The rare
package implements the rare feature selection
procedure introduced in Yan, X. and Bien, J. (2018) Rare Feature
Selection in High Dimensions, including fitting the model,
performing K-fold cross validation, making predictions for new
observations and visualizing aggregated groups of rare features in a
colored dendrogram. In the following, we will use a real data example to
demonstrate how to use the relevant functions.
Rare features are hard to model because of their sparseness. For features measuring frequency of rare events, Yan and Bien (2018) proposes a regression framework for modeling the rare features. They use a tree as side information to relate p features based on the similarity and aggregate them in a flexible manner with a tree-based parametrization strategy.
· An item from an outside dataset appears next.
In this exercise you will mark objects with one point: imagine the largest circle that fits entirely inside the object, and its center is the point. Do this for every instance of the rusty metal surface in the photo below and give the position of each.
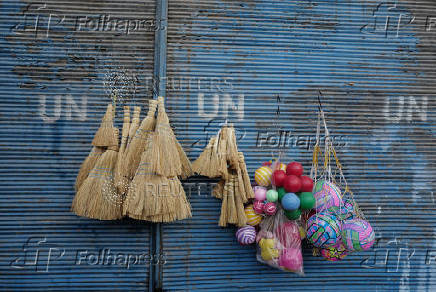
(58, 61)
(374, 62)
The tree, denoted as 𝒯 and with p features’ coefficients β on the leaves, merges two features at an earlier stage if they are more “similar”. The tree can be learned from a different data source or based on other prior knowledge. In every tree node, they assign a latent variable γ and express βj on the jth leaf as a sum of all γus that are ancestors of the jth leaf: βj = ∑u ∈ ancesotr(j) ∪ {j}γu. So sparsity in γ induces fusion of βj’s in a subtree. For notation conciseness, we represent the equality contraint between β and γ for a tree in a binary matrix A ∈ {0, 1}p × |𝒯|: Ajk = 1{uk ∈ ancestor(j) ∪ {j}}.
Under a linear model y = β0*1n + Xβ* + ϵ where y ∈ ℝn, X ∈ ℝn × p is the design matrix for p features and ϵ ∼ N(0, σ2In), our proposed estimator β̂ is the solution to the following optimization problem: $$ \min_{\beta\in\mathbb R^p, \gamma\in\mathbb R^{|\mathcal T|}}\left\{\frac{1}{2} \left\|y - X\beta - \beta_01_n \right\|_2^2 + \lambda \left(\alpha\left\|\gamma_{-root}\right\|_1 + (1-\alpha)\|\beta\|_1\right)\ \text{s.t. }\beta = A\gamma \right\} $$ where λ controls the overall regularization level while α determines the trade-off between fusion and sparsity in β̂. In practice, both λ and α are determined via cross validation. Refer to Yan and Bien (2018) for more details of the proposed framework.
To demonstrate the usage of rare
, we use a review data
set crawled from TripAdvisor.com (used in https://www.cs.virginia.edu/~hw5x/paper/rp166f-wang.pdf)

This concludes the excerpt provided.